Renée Groeneveld

Personal information
- Full name: Renée Joanne Groeneveld
- Nationality: Dutch
- Born: 21 September 1986 (age 39) Haarlem
- Height: 1.67 m (5.5 ft)

Sport

Sailing career
- Class(es): Yngling Elliott 6m
- Club: Haarlemsche Jachtclub, Haarlem

Medal record
European Championships
| Silver medal – second place | 2009 Middelfart | Yngling |
| Bronze medal – third place | 2008 Blanes | Yngling |

= Renee Groeneveld =

Dutch sailor (born 1986)

Renée Groeneveld (born 21 September 1986 in Haarlem) is a sailor from the Netherlands. Groeneveld represented her country at the 2012 Summer Olympics in Weymouth.

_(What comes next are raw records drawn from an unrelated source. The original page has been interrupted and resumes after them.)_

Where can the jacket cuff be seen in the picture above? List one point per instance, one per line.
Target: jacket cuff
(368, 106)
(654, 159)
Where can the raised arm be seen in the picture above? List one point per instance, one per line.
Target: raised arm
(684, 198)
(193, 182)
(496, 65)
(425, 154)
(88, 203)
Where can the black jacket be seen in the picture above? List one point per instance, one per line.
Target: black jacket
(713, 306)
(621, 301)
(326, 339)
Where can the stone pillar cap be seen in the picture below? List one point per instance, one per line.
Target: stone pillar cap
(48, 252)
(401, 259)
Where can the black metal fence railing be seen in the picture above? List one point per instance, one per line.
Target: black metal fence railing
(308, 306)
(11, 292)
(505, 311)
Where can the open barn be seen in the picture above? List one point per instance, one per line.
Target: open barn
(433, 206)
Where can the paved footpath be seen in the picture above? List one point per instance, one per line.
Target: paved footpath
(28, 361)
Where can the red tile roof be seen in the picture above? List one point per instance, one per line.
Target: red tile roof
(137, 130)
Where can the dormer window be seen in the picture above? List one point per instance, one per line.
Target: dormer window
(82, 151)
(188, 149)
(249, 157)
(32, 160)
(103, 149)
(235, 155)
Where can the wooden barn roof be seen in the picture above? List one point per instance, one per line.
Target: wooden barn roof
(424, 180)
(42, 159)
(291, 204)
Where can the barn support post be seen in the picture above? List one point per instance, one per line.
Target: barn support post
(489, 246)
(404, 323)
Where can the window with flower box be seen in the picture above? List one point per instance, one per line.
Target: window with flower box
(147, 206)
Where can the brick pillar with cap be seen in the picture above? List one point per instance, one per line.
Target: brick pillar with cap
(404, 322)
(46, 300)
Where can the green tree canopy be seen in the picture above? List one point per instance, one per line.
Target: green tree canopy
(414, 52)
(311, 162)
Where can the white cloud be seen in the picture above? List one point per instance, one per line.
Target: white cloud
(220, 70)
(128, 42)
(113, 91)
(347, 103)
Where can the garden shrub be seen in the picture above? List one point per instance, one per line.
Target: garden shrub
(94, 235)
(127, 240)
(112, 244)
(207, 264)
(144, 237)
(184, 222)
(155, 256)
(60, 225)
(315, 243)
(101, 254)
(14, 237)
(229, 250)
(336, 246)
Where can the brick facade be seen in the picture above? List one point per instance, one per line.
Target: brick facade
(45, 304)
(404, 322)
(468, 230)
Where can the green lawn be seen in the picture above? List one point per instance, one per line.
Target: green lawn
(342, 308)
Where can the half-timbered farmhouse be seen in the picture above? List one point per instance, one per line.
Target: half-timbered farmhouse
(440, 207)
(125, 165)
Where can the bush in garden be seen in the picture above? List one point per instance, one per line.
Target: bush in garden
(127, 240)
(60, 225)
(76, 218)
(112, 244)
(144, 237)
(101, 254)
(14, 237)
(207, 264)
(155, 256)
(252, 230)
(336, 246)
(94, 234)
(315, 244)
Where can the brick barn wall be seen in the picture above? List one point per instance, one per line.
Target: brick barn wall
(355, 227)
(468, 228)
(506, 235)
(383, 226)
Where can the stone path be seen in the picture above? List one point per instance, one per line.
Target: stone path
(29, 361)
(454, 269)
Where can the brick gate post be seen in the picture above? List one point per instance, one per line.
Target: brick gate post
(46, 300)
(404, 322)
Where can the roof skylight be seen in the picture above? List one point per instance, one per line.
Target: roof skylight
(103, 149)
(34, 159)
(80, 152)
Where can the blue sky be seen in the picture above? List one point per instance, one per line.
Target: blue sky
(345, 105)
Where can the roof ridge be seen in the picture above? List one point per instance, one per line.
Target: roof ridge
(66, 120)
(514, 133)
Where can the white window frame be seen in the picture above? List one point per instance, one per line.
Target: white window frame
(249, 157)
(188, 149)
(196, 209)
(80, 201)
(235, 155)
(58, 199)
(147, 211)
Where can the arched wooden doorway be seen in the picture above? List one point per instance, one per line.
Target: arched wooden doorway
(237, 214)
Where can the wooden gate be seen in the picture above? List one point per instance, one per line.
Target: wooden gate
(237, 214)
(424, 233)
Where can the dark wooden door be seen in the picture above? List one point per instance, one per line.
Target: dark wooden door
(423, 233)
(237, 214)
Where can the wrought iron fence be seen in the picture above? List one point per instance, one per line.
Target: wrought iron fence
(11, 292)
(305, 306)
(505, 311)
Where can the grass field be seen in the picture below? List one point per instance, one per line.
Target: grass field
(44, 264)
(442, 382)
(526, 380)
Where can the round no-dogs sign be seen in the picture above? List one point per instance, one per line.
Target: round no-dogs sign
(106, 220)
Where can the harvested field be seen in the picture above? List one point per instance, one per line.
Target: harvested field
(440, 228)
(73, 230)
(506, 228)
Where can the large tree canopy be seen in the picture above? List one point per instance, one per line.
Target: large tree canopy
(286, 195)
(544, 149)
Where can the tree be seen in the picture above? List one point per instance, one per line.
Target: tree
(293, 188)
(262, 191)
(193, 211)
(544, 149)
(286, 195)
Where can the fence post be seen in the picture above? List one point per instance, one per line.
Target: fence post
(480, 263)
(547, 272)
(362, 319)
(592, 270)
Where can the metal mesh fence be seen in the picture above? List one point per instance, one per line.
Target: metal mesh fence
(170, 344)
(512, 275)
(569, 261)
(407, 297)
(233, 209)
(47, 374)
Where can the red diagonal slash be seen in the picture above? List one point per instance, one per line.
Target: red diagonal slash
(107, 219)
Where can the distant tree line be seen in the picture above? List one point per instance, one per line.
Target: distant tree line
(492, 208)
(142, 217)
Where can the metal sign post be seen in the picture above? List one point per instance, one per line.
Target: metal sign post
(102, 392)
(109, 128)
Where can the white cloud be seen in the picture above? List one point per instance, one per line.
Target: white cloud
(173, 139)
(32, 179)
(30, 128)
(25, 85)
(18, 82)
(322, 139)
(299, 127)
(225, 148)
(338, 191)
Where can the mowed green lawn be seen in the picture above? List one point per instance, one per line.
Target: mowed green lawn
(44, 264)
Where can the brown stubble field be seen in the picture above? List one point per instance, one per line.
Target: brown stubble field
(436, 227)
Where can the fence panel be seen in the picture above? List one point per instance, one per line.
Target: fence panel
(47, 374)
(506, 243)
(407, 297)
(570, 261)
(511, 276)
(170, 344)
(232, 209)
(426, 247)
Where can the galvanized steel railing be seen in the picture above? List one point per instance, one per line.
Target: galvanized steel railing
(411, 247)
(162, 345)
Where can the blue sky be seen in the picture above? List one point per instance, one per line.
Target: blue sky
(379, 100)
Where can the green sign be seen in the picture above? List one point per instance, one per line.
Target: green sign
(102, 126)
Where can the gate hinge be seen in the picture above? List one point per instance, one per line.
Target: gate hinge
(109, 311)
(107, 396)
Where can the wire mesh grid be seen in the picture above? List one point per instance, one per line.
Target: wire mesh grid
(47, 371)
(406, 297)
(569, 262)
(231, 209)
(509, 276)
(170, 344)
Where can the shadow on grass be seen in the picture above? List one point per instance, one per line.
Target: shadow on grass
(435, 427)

With fellow crew members Annemieke Bes and Marcelien Bos-de Koning, Groeneveld as helmsman took 8th place in the Elliott 6m match race event.

==Sailing career==
In 2007 a team was formed of nine sailors, among them were Mandy Mulder, Annemieke Bes, Merel Witteveen, Renée Groeneveld, Marije Faber, Marije Kampen and Brechtje van der Werf), that aimed to qualify for the Olympics in the Yngling class. Groeneveld did not maka the 2008 selection but made a comeback for the 2012 Games.